Vertical and horizontal pullout capacity of mooring lines embedded in very soft clays

2021 
Abstract Mooring lines are widely used to connect offshore platforms to anchors embedded in the seabed. The configuration of the inverse catenary formed by mooring lines influences the installation of the anchors, the load capacity and the anchors failure mode. For this reason, a proper understanding of the soil-chain interaction is a requirement for an accurate prediction of the configuration of the inverse catenary. This paper presents the main results of a laboratory investigation program carried out on a scale-reduced model to study the interaction mechanism between clay and the steel chain of different diameters, lengths and stiffness. Some aspects related to the inverse catenary and tension distribution, such as the shaft and base resistances, adhesion and bearing capacity factors, effective width in sliding, strain-softening, and displacement at the maximum load were extensively discussed herein.
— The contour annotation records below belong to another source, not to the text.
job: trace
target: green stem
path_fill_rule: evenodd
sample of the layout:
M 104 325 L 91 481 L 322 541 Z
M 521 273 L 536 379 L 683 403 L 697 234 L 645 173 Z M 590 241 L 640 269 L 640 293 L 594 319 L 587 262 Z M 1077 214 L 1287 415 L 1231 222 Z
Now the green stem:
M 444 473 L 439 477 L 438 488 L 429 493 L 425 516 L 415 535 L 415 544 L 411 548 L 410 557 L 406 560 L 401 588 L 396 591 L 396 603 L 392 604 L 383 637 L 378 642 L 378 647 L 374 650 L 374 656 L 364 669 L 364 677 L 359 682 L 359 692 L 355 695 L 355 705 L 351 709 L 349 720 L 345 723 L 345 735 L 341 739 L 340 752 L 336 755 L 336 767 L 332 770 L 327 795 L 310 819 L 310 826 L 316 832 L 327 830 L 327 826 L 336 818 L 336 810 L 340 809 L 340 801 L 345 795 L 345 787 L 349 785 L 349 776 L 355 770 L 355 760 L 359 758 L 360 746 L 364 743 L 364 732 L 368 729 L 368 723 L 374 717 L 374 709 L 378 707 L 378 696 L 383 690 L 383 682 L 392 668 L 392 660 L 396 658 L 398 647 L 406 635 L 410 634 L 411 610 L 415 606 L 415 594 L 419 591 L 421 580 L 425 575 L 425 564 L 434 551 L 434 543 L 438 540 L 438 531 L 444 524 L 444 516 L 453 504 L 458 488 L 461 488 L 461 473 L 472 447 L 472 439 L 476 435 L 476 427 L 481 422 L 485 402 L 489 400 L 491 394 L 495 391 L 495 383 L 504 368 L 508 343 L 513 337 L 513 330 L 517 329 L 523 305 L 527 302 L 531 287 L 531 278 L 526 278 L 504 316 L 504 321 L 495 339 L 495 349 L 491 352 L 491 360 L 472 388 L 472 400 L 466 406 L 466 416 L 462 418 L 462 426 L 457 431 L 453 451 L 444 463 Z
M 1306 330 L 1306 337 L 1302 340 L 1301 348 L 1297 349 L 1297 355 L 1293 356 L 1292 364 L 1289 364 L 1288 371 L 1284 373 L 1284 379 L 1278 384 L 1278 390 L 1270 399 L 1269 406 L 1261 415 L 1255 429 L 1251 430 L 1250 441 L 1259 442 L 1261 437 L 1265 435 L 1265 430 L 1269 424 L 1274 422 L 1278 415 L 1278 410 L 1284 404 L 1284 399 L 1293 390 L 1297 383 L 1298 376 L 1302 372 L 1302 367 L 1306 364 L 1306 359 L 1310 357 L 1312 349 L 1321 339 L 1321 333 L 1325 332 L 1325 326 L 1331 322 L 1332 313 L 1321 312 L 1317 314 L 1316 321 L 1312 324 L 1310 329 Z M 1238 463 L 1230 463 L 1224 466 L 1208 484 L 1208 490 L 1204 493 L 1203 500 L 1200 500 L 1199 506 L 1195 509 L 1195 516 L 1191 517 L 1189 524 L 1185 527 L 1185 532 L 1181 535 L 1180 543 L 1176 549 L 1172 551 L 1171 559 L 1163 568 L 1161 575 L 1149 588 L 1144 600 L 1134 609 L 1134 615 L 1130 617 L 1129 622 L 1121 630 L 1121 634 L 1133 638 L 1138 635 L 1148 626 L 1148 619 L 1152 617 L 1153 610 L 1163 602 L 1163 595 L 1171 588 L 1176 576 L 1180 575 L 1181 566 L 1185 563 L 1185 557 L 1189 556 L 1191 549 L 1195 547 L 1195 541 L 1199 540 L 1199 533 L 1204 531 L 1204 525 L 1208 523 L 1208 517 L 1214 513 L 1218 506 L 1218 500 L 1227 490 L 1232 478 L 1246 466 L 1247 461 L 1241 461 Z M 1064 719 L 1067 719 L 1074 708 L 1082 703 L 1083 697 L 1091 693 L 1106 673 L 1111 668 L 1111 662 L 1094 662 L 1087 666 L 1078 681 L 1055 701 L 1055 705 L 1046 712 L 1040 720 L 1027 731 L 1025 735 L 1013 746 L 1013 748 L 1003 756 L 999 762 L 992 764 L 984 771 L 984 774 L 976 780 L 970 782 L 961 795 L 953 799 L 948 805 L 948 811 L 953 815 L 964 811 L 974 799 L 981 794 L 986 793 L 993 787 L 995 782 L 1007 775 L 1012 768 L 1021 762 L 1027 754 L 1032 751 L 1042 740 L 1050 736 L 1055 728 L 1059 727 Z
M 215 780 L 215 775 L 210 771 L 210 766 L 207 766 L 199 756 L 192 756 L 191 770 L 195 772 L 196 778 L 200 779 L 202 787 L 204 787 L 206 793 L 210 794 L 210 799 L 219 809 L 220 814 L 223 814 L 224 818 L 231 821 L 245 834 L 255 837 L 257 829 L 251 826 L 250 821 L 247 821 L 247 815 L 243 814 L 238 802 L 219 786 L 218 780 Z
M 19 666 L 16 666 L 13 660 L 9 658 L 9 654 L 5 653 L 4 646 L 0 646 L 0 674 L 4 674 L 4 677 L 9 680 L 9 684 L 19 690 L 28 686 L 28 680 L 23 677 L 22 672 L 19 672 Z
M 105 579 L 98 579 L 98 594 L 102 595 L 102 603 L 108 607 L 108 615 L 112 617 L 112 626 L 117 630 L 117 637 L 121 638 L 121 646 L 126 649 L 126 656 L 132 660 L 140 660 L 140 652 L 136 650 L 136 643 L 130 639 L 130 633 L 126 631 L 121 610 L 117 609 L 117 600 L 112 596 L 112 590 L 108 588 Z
Comparisons between these results and the background experimental data used to support general engineering practice have been made for the different aspects investigated. The chain geometry, stiffness, direction of chain displacement and soil properties influence the behavior of the measured curves and, consequently, the corresponding soil-chain interaction. From a practical point of view, the results presented are beneficial for understanding the chain-soil interaction and show an explicit potential to contribute to the optimization of the offshore foundation engineering involving inverse catenary design problems.